With the growth of telematics, fleet operators could collect larger data sets and parse them: First by region, driver, fuel type, mileage, and vehicle class, and then by engine characteristics, upfit type, topography, weather, traffic density, revenue-per-stop, and more. These data sets could then be analyzed in multiple permutations.
But to generate insights that can influence vehicle design, change how fleets buy, spec, and maintain vehicles, and bring about core operational transformations, the data needs to get even bigger. This means drawing data from hundreds of thousands of vehicles across hundreds of fleets, user types, and regions.
For this to be possible, fleets and their drivers need to opt in to allow their data to be aggregated and analyzed. This is happening — some TSPs, fleet management information systems providers, and other third parties are offering fleets the choice to opt in to release their data to the provider. The benefit to fleets, of course, is that allowing their data to be benchmarked against similar use cases will yield a wealth of intelligence.

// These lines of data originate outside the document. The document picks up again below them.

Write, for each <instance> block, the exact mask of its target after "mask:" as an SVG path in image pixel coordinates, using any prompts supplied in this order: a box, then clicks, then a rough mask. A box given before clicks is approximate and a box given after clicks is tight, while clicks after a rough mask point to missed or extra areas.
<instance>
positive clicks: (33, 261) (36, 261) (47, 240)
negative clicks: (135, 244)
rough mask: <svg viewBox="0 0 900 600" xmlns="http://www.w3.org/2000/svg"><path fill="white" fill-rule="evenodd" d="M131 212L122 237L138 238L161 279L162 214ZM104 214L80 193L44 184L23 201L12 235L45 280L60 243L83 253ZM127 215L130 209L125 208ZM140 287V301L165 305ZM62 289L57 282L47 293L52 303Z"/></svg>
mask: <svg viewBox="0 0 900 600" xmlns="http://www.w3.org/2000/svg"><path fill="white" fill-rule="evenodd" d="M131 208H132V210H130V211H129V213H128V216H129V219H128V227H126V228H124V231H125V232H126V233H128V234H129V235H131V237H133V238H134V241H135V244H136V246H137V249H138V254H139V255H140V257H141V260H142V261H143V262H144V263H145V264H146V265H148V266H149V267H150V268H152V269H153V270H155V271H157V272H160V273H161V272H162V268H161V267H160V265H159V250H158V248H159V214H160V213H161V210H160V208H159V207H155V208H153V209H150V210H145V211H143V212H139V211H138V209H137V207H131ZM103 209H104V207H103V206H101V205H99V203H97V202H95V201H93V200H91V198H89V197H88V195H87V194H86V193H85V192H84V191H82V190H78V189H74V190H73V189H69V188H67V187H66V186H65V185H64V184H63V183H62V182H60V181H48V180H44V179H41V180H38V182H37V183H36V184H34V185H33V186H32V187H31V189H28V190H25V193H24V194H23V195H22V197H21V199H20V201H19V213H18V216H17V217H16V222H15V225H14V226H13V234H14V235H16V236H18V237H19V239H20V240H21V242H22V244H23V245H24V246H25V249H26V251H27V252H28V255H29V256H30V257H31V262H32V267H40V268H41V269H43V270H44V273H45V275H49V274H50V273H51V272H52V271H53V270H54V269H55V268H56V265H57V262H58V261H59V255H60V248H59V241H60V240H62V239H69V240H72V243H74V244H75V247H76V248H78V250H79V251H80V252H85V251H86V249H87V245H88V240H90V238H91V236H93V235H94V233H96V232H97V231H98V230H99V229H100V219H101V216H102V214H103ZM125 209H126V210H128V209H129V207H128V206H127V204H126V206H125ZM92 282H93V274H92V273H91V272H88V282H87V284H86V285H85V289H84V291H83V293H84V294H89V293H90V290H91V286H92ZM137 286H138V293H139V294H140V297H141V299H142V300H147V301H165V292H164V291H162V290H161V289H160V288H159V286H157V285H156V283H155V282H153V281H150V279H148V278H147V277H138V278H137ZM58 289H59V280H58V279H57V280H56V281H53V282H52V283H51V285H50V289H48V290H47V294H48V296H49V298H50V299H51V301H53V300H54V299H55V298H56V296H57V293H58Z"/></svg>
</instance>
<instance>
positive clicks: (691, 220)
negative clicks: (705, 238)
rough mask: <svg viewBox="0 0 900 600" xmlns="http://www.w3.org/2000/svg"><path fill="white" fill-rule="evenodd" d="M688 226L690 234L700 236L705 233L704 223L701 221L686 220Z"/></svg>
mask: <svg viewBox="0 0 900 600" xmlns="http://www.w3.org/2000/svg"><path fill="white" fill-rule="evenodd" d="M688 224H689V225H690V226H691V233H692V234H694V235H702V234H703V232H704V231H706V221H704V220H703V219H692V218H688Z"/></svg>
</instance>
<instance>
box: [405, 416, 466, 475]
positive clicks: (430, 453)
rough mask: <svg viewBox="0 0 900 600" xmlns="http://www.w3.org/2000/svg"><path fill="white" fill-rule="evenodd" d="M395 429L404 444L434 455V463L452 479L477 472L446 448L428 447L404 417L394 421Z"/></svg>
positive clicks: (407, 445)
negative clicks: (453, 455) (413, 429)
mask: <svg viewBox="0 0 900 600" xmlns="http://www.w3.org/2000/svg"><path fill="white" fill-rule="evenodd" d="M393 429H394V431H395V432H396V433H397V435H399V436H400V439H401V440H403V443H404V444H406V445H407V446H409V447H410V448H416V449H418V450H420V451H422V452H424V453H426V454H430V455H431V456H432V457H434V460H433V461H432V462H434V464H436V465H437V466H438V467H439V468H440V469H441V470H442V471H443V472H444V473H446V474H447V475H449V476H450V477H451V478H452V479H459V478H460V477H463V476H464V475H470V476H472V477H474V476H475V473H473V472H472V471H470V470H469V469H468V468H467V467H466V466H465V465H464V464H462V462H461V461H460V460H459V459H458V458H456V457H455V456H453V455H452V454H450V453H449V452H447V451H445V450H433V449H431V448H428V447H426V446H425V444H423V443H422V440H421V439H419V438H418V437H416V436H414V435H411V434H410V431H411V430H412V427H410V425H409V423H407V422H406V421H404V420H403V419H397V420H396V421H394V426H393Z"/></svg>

Data privacy is still paramount, so the data must be managed with extreme caution and stripped of personally identifiable information (PII). With seemingly ever-increasing data breaches, the task of securing the data is not to be taken lightly.
Going further to analyze this data against non-vehicle data — such as data from IoT sensors in multiple device types across whole cities — broadens the value exponentially. When the data gets this big, the insights become truly transformative.